Growing Independency and Fluency Design
This lesson will help student practice reading and rereading texts in order for them to become more fluent readers. Fluency allows readers to focus on comprehending a text and can be recognized as faster, smoother, more expressive reading with automatic word recognition. Fluent readers read quickly, automatically, and with expression. This lesson will help students gain the ability to read fluently through silent reading and rereading the text with a partner and improvements will be measured using the formula: (words read x 60/seconds), then tracked with a fun fluency chart.
Beginning to Read Design
This lesson teaches children about the short vowel correspondence u=/u/. In order to be able to read, children must learn to recognize the spellings that map phonemes in spoken words. In this lesson children will learn to recognize, spell, and read words in which u=/u/. They will learn a meaningful representation (a boxer saying “uh, uh” while hitting a boxing bag), they will act this out themselves, giving them a fun physical visual to remember by, they will spell and read words containing this spelling in a Letterbox lesson, and read a decodable book that focuses on the correspondence u=/u/.
Reading to Learn Design
Reading is the initial step for students to learn new information. In order to become better readers, we must truly understand what we are reading. One way to for beginning readers to improve comprehension is to learn how to summarize.
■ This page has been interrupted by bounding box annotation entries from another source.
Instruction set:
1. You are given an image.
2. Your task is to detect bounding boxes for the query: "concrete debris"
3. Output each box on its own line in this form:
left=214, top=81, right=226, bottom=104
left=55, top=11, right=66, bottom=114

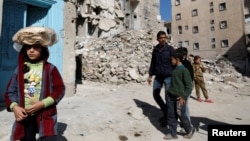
left=76, top=30, right=249, bottom=88
left=76, top=30, right=155, bottom=84
left=98, top=18, right=116, bottom=31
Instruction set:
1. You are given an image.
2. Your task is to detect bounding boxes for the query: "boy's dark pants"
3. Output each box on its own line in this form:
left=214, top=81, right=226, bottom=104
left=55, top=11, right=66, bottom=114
left=153, top=77, right=171, bottom=118
left=167, top=94, right=192, bottom=137
left=20, top=116, right=57, bottom=141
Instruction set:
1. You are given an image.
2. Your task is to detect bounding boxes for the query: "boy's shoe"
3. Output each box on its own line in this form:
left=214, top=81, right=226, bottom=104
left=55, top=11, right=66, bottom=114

To summarize is to take all of the important details and main ideas out of a text and combine them in a way that explains the story to someone who has not read it. This lesson helps students learn how to find those main ideas and key details in a text by having the teacher model summarization and then by summarizing themselves. The teacher will show the strategy of summarizing by explicitly modeling how to pick out important details and eliminate unimportant ones, and then guide students through summarizing their own passages. The students will be assessed on their summarization skills through comprehension questions.